Trump verspricht der Wirtschaft eine umfassende Vereinfachung bei den staatlichen Vorschriften. Er werde ein Moratorium für jede weitere Regulierung durch die Behörden verhängen, kündigte er an. Trump will Milliarden in die Hand nehmen, um Straßen, Brücken, Flughäfen und Häfen zu bauen und zu modernisieren. Finanzieren will er das unter anderem dadurch, dass die US-Verbündeten einen größeren Teil an den Kosten für Sicherheit und Verteidigung in der Welt übernehmen sollen.
Dabei handelt es sich um kein neues Phänomen. Es hat in den USA schon häufiger Geschäftsleute gegeben, die sich um hohe und höchste Ämter bewarben. Die Kennedys waren Unternehmer, manche sagen sogar Ganoven. Die Bushs hatten im Ölgeschäft Millionen verdient. Ross Perot, vielfacher Ölmilliardär, wollte gleich zweimal Präsident werden. Mike Bloomberg, einer der reichsten Menschen der Welt, regierte als Bürgermeister New York und dachte dieses Jahr ebenfalls über eine Kandidatur fürs Weiße Haus nach. Und selbst die Clintons avancierten spätestens nach ihrem Auszug aus dem Weißen Haus zu tüchtigen Geschäftsleuten in eigener Sache. Sie verdienten mit bezahlten Reden binnen eines Jahrzehnts über 200 Millionen Dollar.
Der Fall Trump liegt dennoch anders. Noch nie hat es einen Kandidaten in den USA gegeben, der so direkt und unverblümt zwischen wirtschaftlichen Interessen und neuer politischer Rolle hin und her wechselt. Und noch nie gab es einen mit solch schillernder geschäftlicher Vergangenheit. Trump war Baumogul, Golfplatz-Guru, Casinobetreiber, Vertreiber von Wodka, Krawatten, Steaks oder Gesellschaftsspielen. Zuletzt wirkte er als Star einer Reality-TV-Show, in der er erfolgshungrige Businessaspiranten nach Belieben feuerte. Dieser Geschäftssinn endet auch nicht mit dem Wahlkampf. Seine vielen Privatjetflüge etwa stellte Trump dem eigenen Unternehmen in Rechnung – verdiente also noch beim Buhlen um Wähler. Und zwar mit System.





Kein guter Name mehr
Trump hat seine politischen Ambitionen stets damit begründet, ein höchsterfolgreicher Geschäftsmann zu sein. Wird er das auch bleiben, sollte er diesen Wahlkampf krachend verlieren?

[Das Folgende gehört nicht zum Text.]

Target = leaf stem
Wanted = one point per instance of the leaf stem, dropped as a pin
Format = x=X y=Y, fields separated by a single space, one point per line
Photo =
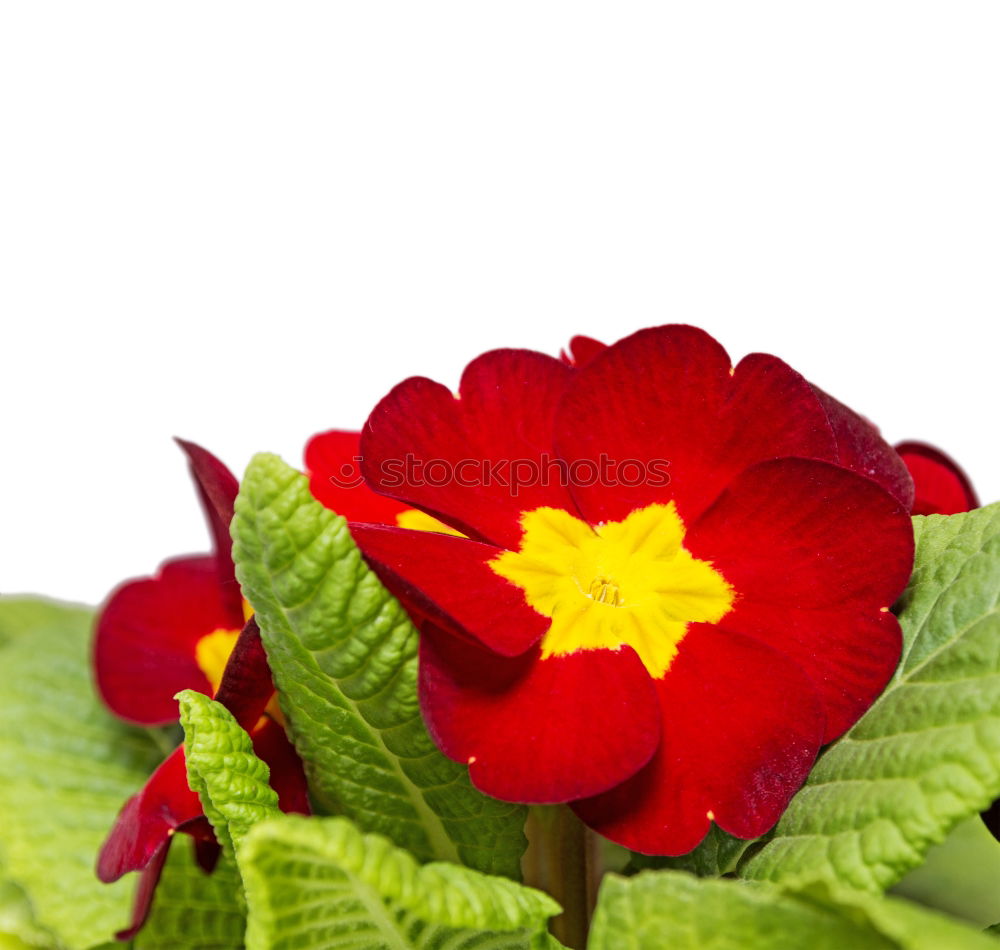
x=562 y=860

Schließlich hat Trump seiner Marke einiges zugemutet. US-Journalisten haben in den vergangenen Monaten genüsslich ausgegraben, wie er in einem einzigen Geschäftsjahr einen Verlust von fast einer Milliarde Dollar anhäufte. Sie haben aufgelistet, wie viele seiner Unternehmungen Schiffbruch erlitten – und dass einmal sogar Trumps Vater Jetons in einem seiner Casinos kaufen musste, um den Sohnemann vor dem drohenden Bankrott zu retten. Trump wurde sogar vorgerechnet, er könne doppelt so viel Geld haben wie jetzt, hätte er es konservativ in einem Investmentfonds angelegt, statt sich immer wieder als Geschäftsmann zu versuchen.